For the examples above we have performed commits on the branch specified when we set our spark configuration. Had we not specified the context in our spark configuration all operations would have defaulted to the default branch defined by the server. This is a strong pattern for a spark job which is for example writing data as part of a wider ETL job. It will only ever need one context or branch to write to. If however you are running an interactive session and would like to write to a specific branch without changing context the following should be used to change the context.

spark.sparkContext().hadoopConfiguration().set("nessie.ref", "dev")
regionDf = spark.read().load("data/region.parquet")
regionDf.write().format("delta").mode("overwrite").save("/location/to/delta/testing/region")
spark.sparkContext._jsc.hadoopConfiguration().set("nessie.ref", "dev")
region_df = spark.read.load("data/region.parquet")
region_df.write.format("delta").mode("overwrite").save("/location/to/delta/testing/region")
-- change hadoop configuration externally using the Java or Python syntax
CREATE TABLE nessie.testing.city (C_CITYKEY BIGINT, C_NAME STRING, N_NATIONKEY BIGINT, C_COMMENT STRING) USING iceberg PARTITIONED BY (N_NATIONKEY)
-- AS SELECT .. can be added to the sql statement to perform a CTAS
INSERT INTO nessie.testing.city VALUES (1, 'a', 1, 'comment')

We have to manually change the hadoopConfiguration for the SparkContext for a Delta table to be initialised with the correct reference. This will change in the near future when it will be possible to use the same branch@ref syntax as Iceberg inside of delta. Currently it isn’t possible to change the ref from SQL directly. This should be fixed in an upcomming release.

Note

Delta by default caches tables internally. If an action has to happen on the same table but a different branch the cache first should be cleared. DeltaLog.clearCache().

Reading

Reading is similar between Spark2 and Spark3. We will look at both versions together in this section.
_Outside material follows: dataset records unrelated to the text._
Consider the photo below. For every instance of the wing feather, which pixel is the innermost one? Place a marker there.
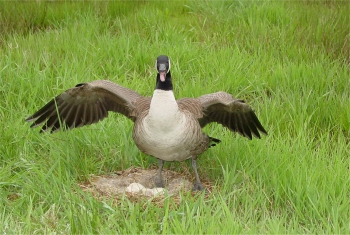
(232, 113)
(84, 104)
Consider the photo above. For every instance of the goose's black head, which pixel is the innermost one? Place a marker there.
(163, 77)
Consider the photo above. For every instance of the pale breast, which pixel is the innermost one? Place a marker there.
(177, 142)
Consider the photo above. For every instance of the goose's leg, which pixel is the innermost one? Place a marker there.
(159, 181)
(197, 185)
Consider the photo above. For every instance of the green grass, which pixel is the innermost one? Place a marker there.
(288, 59)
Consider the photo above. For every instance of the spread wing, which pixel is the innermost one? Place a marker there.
(222, 108)
(85, 104)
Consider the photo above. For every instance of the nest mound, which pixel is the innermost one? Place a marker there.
(139, 183)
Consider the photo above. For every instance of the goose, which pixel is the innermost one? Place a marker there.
(165, 128)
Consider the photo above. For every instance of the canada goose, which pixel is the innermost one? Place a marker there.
(167, 129)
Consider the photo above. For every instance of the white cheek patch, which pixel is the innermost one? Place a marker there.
(162, 76)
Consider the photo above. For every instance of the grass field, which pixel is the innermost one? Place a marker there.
(288, 59)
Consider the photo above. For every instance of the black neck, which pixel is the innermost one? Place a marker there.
(167, 85)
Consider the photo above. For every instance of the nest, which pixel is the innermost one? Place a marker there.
(138, 184)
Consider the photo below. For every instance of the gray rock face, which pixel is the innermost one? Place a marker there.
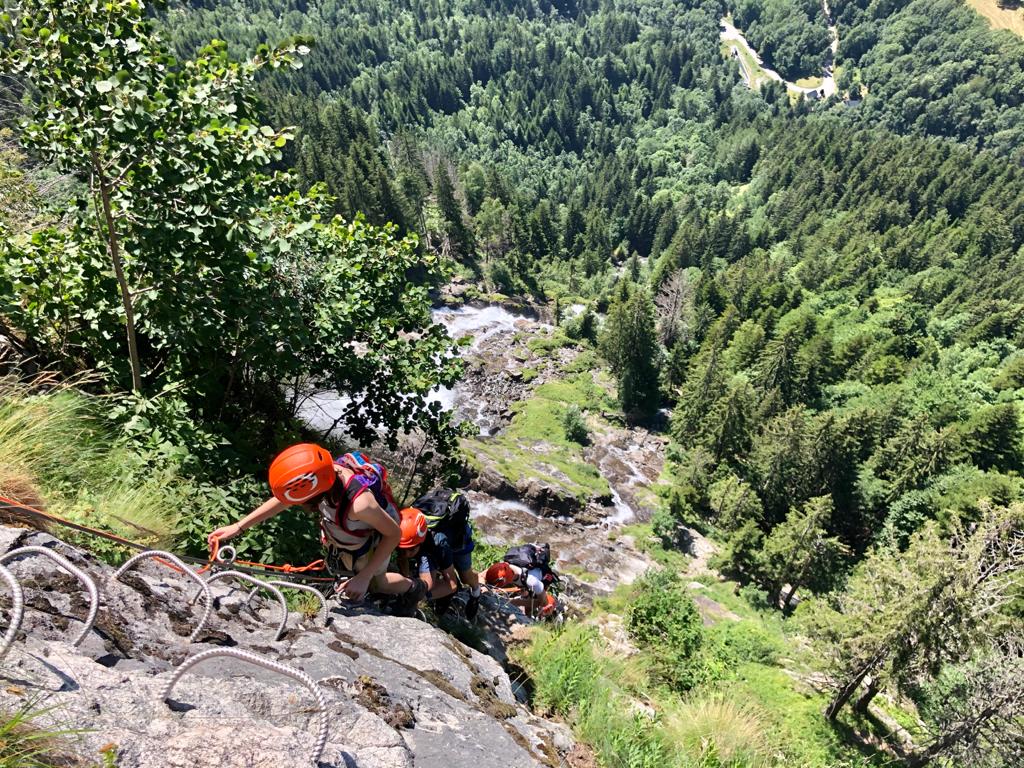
(400, 693)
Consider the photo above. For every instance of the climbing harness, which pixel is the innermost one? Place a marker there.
(259, 585)
(292, 586)
(266, 664)
(16, 610)
(65, 563)
(182, 568)
(259, 568)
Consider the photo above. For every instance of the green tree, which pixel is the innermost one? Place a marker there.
(458, 235)
(903, 615)
(799, 552)
(630, 345)
(225, 283)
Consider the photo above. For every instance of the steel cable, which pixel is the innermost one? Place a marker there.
(205, 589)
(65, 563)
(266, 664)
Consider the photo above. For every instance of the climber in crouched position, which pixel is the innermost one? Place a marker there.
(357, 516)
(439, 549)
(526, 574)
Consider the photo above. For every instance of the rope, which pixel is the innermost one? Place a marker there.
(90, 586)
(266, 664)
(246, 578)
(298, 571)
(182, 568)
(300, 587)
(16, 610)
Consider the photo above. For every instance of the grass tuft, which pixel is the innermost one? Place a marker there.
(719, 730)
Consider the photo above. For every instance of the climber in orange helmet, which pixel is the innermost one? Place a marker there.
(420, 553)
(528, 574)
(357, 515)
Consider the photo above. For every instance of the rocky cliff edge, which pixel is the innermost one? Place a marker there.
(398, 691)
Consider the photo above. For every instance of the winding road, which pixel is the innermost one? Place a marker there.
(735, 39)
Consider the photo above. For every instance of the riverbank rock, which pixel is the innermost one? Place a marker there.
(399, 691)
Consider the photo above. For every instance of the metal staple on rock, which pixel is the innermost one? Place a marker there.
(257, 583)
(280, 584)
(65, 563)
(266, 664)
(16, 610)
(204, 589)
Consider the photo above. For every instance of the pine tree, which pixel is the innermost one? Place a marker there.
(799, 552)
(630, 345)
(459, 236)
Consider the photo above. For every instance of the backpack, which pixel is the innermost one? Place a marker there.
(530, 556)
(446, 511)
(368, 475)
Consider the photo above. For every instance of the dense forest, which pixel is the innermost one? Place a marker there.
(827, 297)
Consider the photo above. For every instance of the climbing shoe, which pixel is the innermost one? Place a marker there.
(472, 607)
(441, 604)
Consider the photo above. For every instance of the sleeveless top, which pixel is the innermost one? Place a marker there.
(335, 509)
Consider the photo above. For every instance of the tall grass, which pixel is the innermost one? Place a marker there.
(25, 743)
(57, 452)
(713, 729)
(572, 677)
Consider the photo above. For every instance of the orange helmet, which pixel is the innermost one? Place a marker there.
(500, 574)
(301, 472)
(550, 603)
(414, 527)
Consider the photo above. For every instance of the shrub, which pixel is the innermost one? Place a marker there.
(665, 620)
(574, 425)
(739, 642)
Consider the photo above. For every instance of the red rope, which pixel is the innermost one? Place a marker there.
(301, 570)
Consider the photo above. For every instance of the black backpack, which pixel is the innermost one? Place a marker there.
(446, 511)
(531, 556)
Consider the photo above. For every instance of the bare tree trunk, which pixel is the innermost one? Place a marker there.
(114, 246)
(846, 693)
(861, 705)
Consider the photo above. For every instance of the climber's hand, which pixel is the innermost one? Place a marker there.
(222, 535)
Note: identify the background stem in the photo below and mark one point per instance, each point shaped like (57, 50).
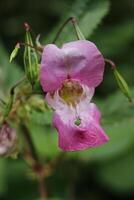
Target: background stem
(36, 165)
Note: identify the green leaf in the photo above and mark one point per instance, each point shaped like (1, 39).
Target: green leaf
(118, 174)
(89, 14)
(9, 72)
(122, 84)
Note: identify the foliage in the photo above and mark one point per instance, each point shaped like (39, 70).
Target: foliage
(107, 167)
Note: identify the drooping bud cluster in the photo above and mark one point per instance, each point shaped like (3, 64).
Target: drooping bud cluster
(8, 140)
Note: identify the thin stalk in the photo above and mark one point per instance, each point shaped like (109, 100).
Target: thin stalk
(37, 167)
(76, 28)
(110, 62)
(9, 105)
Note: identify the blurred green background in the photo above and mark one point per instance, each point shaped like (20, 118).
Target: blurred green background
(104, 173)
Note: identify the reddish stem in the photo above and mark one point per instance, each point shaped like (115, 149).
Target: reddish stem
(110, 62)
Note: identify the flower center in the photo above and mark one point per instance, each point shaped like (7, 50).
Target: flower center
(71, 92)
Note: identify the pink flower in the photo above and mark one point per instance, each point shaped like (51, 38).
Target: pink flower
(69, 76)
(8, 140)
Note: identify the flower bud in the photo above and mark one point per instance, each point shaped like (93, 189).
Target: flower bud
(8, 140)
(30, 58)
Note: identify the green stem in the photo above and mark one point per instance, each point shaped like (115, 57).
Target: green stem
(9, 105)
(75, 25)
(37, 167)
(110, 62)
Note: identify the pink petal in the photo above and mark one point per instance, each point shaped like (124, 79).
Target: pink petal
(90, 70)
(87, 135)
(53, 71)
(79, 60)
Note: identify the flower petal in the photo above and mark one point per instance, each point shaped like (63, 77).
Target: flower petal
(72, 137)
(53, 71)
(78, 60)
(91, 68)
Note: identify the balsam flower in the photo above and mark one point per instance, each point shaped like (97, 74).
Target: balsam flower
(69, 75)
(8, 140)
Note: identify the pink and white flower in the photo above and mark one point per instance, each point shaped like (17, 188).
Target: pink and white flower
(69, 75)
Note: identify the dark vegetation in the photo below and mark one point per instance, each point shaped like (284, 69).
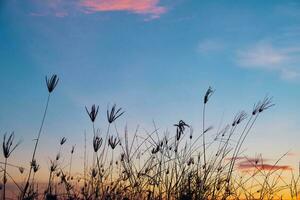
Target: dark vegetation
(180, 165)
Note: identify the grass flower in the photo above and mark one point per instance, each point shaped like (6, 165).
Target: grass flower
(52, 82)
(93, 113)
(62, 141)
(97, 142)
(208, 94)
(113, 142)
(113, 114)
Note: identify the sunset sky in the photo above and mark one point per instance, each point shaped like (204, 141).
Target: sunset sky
(153, 58)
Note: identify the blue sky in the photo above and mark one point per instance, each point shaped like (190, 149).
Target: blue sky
(153, 58)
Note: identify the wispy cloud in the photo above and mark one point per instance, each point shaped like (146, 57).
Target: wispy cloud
(265, 56)
(59, 8)
(246, 164)
(148, 7)
(210, 45)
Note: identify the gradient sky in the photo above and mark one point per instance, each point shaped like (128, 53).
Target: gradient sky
(154, 58)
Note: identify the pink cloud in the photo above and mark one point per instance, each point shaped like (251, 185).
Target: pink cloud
(247, 164)
(149, 7)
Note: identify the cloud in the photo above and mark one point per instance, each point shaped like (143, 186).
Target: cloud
(247, 164)
(264, 56)
(60, 8)
(209, 45)
(145, 7)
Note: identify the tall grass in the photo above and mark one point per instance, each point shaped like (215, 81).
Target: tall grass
(182, 164)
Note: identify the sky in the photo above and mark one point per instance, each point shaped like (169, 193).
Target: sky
(153, 58)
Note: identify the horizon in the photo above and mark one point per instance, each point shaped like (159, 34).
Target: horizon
(155, 59)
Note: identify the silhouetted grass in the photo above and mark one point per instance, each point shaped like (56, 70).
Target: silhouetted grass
(180, 165)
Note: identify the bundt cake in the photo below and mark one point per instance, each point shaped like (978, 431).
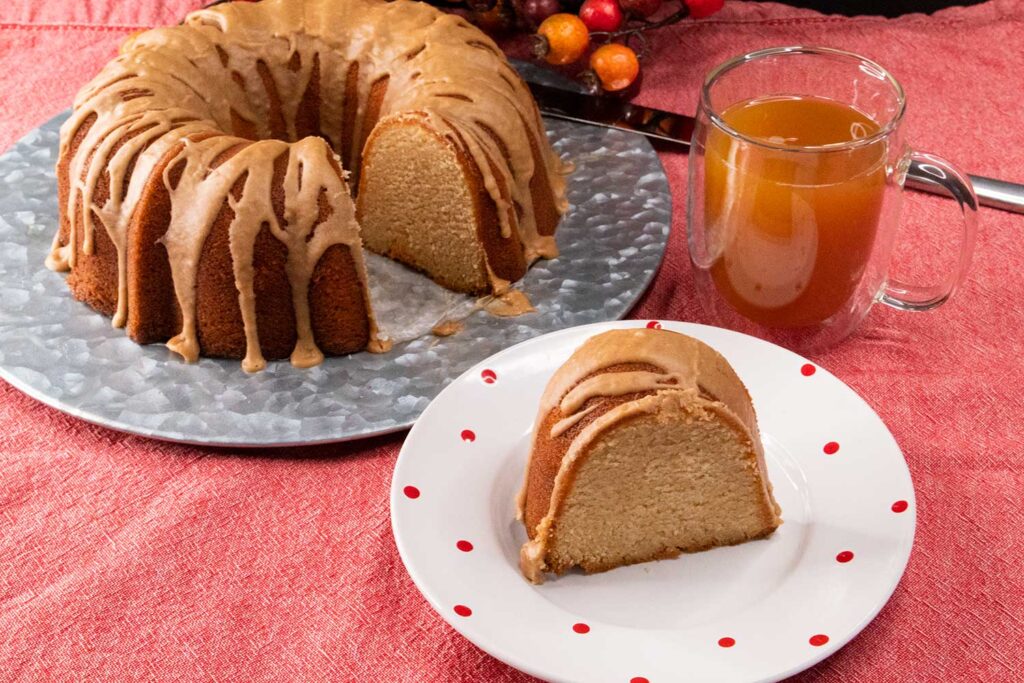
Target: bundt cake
(645, 446)
(203, 197)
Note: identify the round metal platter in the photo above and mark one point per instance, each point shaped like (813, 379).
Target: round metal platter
(62, 353)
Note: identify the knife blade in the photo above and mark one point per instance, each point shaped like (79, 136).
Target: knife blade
(678, 129)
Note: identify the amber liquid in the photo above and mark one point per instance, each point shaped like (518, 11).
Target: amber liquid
(790, 232)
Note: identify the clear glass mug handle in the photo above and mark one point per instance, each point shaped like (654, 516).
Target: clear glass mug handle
(934, 170)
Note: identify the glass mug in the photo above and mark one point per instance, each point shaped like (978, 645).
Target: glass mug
(796, 173)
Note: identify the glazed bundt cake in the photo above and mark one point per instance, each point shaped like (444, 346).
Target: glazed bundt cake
(203, 197)
(645, 446)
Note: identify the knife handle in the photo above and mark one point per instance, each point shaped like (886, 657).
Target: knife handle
(991, 193)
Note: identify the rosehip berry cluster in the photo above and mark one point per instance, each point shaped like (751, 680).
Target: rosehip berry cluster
(610, 26)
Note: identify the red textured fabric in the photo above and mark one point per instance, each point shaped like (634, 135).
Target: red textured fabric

To read a Nessie table in Delta Lake simply:

regionDf = spark.read().format("delta").load("/path/to/delta/testing/region")
region_df = spark.read.format("delta").load("/path/to/delta/testing/region")
SELECT * FROM '/path/to/delta/testing/region'

The examples above all use the default branch defined on initialisation. Future versions will add the ability to specify a branch and timestamp similar to Iceberg. Currently to switch branches a similar technique as writing is required (manually changing the hadoopConfiguration). History can be viewed on the command line or via the python client and a specific hash based on commit time can be extracted for use in the spark config. It is recommended to use the time-travel features of Nessie over the Delta features as Nessie history is consistent across the entire database.